Couscous, a kid-friendly grain, serves as this salad's base. Sliced citrus, such as grapefruit, navel oranges and clementines, provide sweet and tangy counterpoints to peppery arugula.
Makes 4 servings
- ½ cup water
- 1 cup dry couscous
- 1½ tablespoons olive oil
- 1 tablespoon aged balsamic vinegar
- 4 seasonal citrus fruit (grapefruit, navel oranges, Cara Cara oranges or clementines)
- 2 ounces fresh mozzarella cheese
- 4 cups baby arugula leaves
- 1 tablespoon finely chopped basil
- Sea salt, to taste
- Freshly cracked pepper, to taste
Place water in a small saucepan; bring to boiling.

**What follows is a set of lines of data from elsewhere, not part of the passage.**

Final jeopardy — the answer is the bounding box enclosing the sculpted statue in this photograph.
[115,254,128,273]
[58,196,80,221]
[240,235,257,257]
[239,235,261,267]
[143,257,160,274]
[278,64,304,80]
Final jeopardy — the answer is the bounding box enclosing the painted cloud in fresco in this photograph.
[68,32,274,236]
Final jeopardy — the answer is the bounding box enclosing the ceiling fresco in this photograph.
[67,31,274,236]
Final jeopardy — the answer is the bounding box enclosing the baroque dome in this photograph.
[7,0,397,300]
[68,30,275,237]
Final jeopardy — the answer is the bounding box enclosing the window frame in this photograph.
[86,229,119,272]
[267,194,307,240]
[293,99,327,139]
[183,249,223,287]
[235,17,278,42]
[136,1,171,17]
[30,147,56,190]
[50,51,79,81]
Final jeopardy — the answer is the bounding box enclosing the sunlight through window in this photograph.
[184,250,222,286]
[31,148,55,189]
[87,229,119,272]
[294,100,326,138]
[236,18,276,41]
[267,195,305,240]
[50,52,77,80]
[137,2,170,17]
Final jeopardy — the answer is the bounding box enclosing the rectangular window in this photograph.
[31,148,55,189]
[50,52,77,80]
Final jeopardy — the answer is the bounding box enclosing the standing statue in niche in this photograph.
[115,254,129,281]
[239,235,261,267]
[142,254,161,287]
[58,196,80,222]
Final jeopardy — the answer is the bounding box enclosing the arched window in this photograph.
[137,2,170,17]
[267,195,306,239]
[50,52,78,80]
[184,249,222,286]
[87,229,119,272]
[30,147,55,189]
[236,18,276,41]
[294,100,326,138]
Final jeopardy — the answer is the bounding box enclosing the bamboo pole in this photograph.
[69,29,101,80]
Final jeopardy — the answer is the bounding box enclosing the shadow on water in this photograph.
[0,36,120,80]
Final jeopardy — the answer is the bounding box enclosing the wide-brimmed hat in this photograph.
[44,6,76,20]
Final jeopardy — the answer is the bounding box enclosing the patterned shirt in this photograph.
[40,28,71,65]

Add couscous. Remove saucepan from heat; cover and let stand for 5 minutes. Cool to room temperature.
For dressing, combine olive oil and vinegar; set aside. Using a sharp knife, cut peel from citrus fruit, making sure to remove the white pith. Slice and section fruit; set aside. Cut mozzarella cheese into ¼-inch slices; tear slices into bite-size pieces.
Toss together arugula, basil, citrus fruit and cheese. Spread couscous in bottom of a large serving bowl. Top with arugula mixture. Drizzle with dressing. Season to taste with salt and pepper.